Architecture and Protocol¶
This document describes how godot-e2e works internally: the two-process architecture, the TCP wire protocol, the server state machine, command categories, type serialization, and the security model.
Two-Process Architecture¶
godot-e2e runs as two separate processes communicating over a local TCP connection:
+---------------------+ TCP (localhost) +---------------------------+
| | -------------------------------->| |
| Python (pytest) | JSON commands (length-prefixed) | Godot (game process) |
| | <--------------------------------| |
| - GodotE2E class | JSON responses (length-prefixed) | - AutomationServer |
| - GodotClient | | (Autoload node) |
| - GodotLauncher | | - CommandHandler |
| - pytest fixtures | | - JsonSerializer |
+---------------------+ +---------------------------+
Test runner Game under test
Python side (test runner):
- GodotLauncher starts the Godot process with --e2e flags.

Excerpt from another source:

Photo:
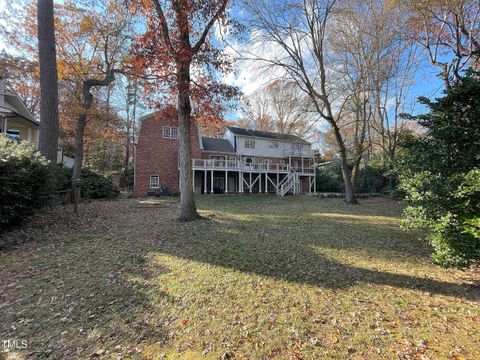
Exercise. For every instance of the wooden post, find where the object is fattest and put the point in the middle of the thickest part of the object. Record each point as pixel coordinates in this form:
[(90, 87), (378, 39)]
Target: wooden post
[(193, 181), (76, 195), (240, 182), (205, 182), (226, 182), (211, 184)]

- GodotClient manages the TCP socket and length-prefix framing.
- GodotE2E provides the high-level synchronous API used in tests.
Godot side (game process):
- AutomationServer is an Autoload node that runs a TCP server.
- CommandHandler executes commands on the main thread.
- JsonSerializer handles type conversion between Godot types and JSON.
- Config parses --e2e, --e2e-port, --e2e-port-file, --e2e-token, --e2e-log from command-line args.
The key design principle is that the game runs unmodified -- the AutomationServer Autoload is dormant unless --e2e is present, and all commands execute on Godot's main thread within the normal game loop.
TCP Protocol¶
Wire Format¶
Every message (both requests and responses) uses the same framing:
+------------------+------------------+
| 4 bytes | N bytes |
| payload length | UTF-8 JSON |
| (big-endian u32) | payload |
+------------------+------------------+
The 4-byte header is a big-endian unsigned 32-bit integer specifying the byte length of the JSON payload that follows.
Request Format¶
Every request has:
- id -- integer, monotonically increasing, used to match responses.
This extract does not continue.